How to zip folder without full path

Question

firstly I don't which is the correct stackExchange site to post this question if the question is for other stack-site please remove my question.

Now let talk about the question: This situation is I have a file which is located in: /home/user/public_html/folder-one/folder-two/folder-three/file.php and the file must create archive of folder /folder-one with all files and sub-folders of /folder-one. I create the archive with system function (exec(), shell_exec() or system()) and it works perfect. My code is:

<?php
$output = 'zip -rq my-zip.zip /home/user/public_html/folder-one -x missthis/\*';
shell_exec($output);
?>

But when I download and open the archive the archive include the sub-folders as /home ; /user ; /public_html but this folders are totally unneeded and I wanna know how to create zip without them.

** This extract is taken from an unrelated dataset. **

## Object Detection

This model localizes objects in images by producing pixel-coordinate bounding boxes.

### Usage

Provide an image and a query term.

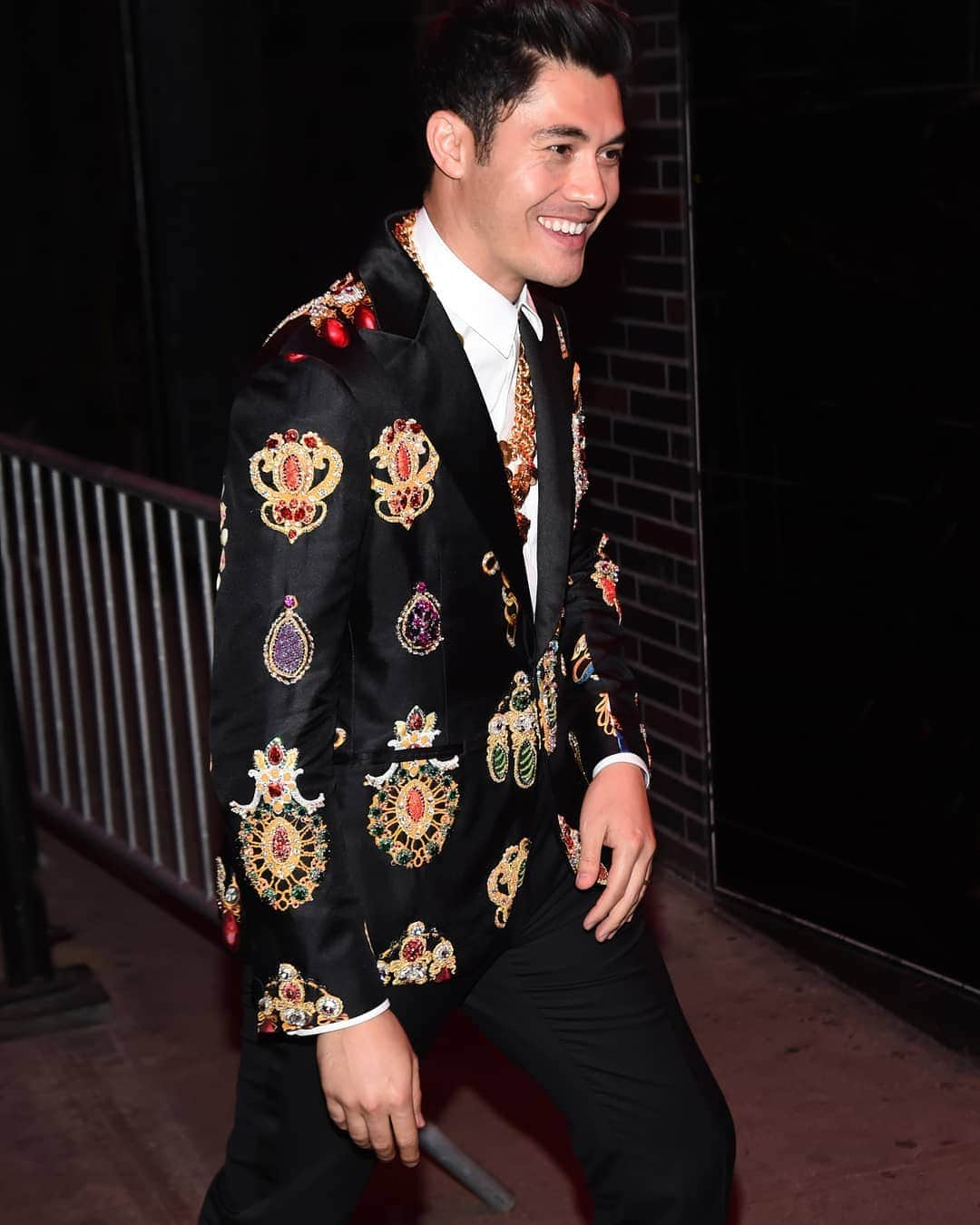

When I try with something like this $output = 'zip -rq my-zip.zip ../../../folder-one -x missthis/\*'; but then when I open the archive (on Windows 7 based OS) the name of folder-one is ../folder-one

Postscript: It will be better if somebody gives me correct $output the make zips on windows based hosting plans.

Best regards, George!

Answer 1

By default, zip will store the full path relative to the current directory. So you have to cd into public_html before running zip:

$output = 'cd /home/user/public_html; zip -rq my-zip.zip folder-one -x missthis/\*';
shell_exec($output);

Answer 2

There is a better way, without doing a cd . As stated here there is an option to ignore full paths. This is -j or --junk-paths. So you could do:

<?php
$output = 'zip -jrq my-zip.zip /home/user/public_html/folder-one -x missthis/\*';
shell_exec($output);
?>